Demandred fut aussi près de sourire qu’il en avait coutume. Quels fous, ceux qui se dressaient contre le Puissant Seigneur. Oh, le Forage était toujours obstrué, même si c’était beaucoup moins que lorsqu’il s’était éveillé de son long sommeil et s’était évadé de la cellule que lui-même y occupait. Obstrué, mais plus large que lorsqu’il s’était réveillé. Toutefois pas aussi vaste qu’à l’époque où il y avait été jeté avec ses compagnons à la fin de la Guerre du Pouvoir mais, à chaque visite depuis son réveil, un peu plus spacieux. Bientôt le blocage disparaîtrait et le Grand Seigneur étendrait de nouveau son emprise sur la terre. Bientôt viendrait le Jour du Retour. Et lui régnerait sur le monde à jamais. Sous la direction du Grand Seigneur, bien sûr. Et avec ceux des autres Élus qui survivraient, bien sûr aussi.

« Vous pouvez disposer à présent, Demi-Homme. » Il ne voulait pas que cette chose-là voie l’extase le submerger. L’extase et la souffrance.

Shaidar Haran ne bougea pas.

Demandred ouvrit la bouche – et une voix explosa dans sa tête.

DEMANDRED.

L’appeler une voix revenait à considérer une montagne comme un caillou. Elle faillit l’écraser contre la paroi intérieure de son crâne ; elle le remplit d’ivresse, il se laissa choir à genoux. Le Myrddraal observait avec impassibilité, mais seule une faible partie de lui-même pouvait juste avoir conscience de sa présence avec cette voix qui lui emplissait le cerveau.

DEMANDRED. COMMENT VA CE MONDE ?

Il n’était jamais sûr de ce que le Grand Seigneur connaissait du monde. Il avait été stupéfié autant par ce qui était ignoré que par ce qui était su. Par contre, il n’avait aucun doute concernant ce que le Grand Seigneur voulait apprendre.

« Rahvin est mort, Grand Seigneur. Hier. » Il y eut de la souffrance. L’euphorie trop forte devenait vite de la douleur.

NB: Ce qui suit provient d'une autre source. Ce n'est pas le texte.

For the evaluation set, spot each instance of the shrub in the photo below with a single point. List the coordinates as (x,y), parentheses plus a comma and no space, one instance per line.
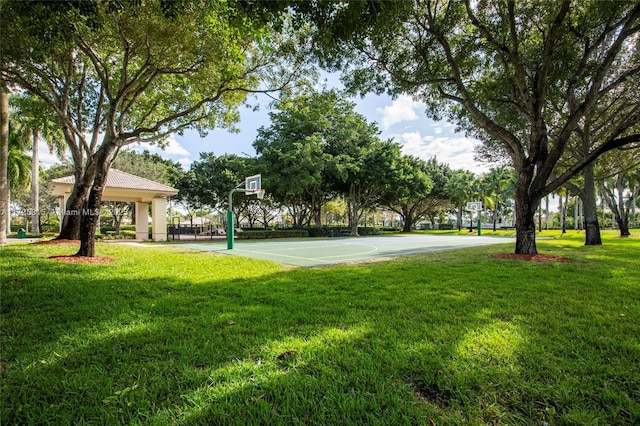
(264,234)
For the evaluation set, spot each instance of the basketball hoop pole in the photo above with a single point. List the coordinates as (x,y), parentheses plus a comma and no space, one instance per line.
(248,189)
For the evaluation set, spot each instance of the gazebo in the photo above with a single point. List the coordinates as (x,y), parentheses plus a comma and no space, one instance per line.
(126,187)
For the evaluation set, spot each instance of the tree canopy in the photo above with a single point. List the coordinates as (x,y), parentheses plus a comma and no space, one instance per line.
(520,75)
(116,73)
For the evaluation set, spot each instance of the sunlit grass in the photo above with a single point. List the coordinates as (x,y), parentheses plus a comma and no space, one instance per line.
(168,336)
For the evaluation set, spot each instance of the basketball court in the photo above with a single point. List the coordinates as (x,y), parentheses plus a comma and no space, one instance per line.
(328,251)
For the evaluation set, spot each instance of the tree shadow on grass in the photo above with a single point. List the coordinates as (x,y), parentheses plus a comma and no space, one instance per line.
(352,344)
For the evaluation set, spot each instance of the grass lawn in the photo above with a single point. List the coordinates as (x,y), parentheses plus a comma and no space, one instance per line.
(168,336)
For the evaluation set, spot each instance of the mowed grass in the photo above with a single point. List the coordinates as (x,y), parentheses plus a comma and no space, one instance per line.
(168,336)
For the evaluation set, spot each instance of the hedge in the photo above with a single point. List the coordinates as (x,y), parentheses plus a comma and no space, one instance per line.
(264,234)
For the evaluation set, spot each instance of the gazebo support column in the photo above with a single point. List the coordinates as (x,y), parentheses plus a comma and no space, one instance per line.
(159,219)
(142,221)
(63,207)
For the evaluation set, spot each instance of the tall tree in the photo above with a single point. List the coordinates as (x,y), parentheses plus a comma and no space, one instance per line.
(461,189)
(620,194)
(314,148)
(36,118)
(409,191)
(497,187)
(4,161)
(521,75)
(117,73)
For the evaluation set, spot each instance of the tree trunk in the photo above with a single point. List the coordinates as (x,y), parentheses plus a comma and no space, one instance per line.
(526,206)
(4,158)
(353,206)
(90,214)
(590,208)
(35,186)
(73,211)
(623,224)
(407,219)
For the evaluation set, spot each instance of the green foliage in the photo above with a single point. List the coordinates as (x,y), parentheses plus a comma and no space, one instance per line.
(520,76)
(169,336)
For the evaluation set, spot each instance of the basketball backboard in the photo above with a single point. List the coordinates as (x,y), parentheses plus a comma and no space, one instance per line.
(253,183)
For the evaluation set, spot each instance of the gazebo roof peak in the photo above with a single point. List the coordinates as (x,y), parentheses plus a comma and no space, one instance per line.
(124,180)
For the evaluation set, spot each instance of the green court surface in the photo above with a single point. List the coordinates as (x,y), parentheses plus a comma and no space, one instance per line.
(327,251)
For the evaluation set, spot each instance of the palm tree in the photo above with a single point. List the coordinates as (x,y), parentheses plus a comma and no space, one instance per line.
(461,188)
(18,164)
(614,191)
(35,118)
(498,186)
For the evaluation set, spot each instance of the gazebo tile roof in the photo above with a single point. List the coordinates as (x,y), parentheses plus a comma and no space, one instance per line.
(123,180)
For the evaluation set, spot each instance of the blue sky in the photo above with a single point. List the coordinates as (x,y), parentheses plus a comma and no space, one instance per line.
(402,119)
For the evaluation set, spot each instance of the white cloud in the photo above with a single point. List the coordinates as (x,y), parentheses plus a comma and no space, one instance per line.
(171,149)
(402,109)
(455,151)
(185,162)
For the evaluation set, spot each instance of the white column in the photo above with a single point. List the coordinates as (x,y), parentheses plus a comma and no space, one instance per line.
(142,221)
(63,207)
(159,219)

Ses bras et ses jambes eurent un mouvement convulsif. Il transpirait à présent. « Lanfear a disparu sans laisser de trace, exactement comme Asmodean. Et Graendal dit que Moghedien n’est pas venue au rendez-vous qu’elles avaient fixé. Aussi hier. Puissant Seigneur. Je ne crois pas aux coïncidences. »

LES ÉLUS SE RARÉFIENT, DEMANDRED. LES FAIBLES TOMBENT. QUI ME TRAHIT MOURRA DE LA MORT DÉFINITIVE. ASMODEAN PERVERTI PAR SA FAIBLESSE. RAHVIN MORT DANS SON ORGUEIL. IL A BIEN SERVI. POURTANT MÊME MOI JE NE PEUX PAS LE SAUVER DU MALEFEU. MÊME MOI, JE NE PEUX PAS SORTIR DU TEMPS. Pendant un instant une colère terrifiante emplit cette voix redoutable, ainsi que – ce pourrait-il être de la frustration ? Un instant seulement. L’ŒUVRE DE MON ENNEMI D’AUTREFOIS, CELUI APPELÉ DRAGON. DÉCLENCHERAIS-TU LE MALEFEU À MON SERVICE, DEMANDRED ?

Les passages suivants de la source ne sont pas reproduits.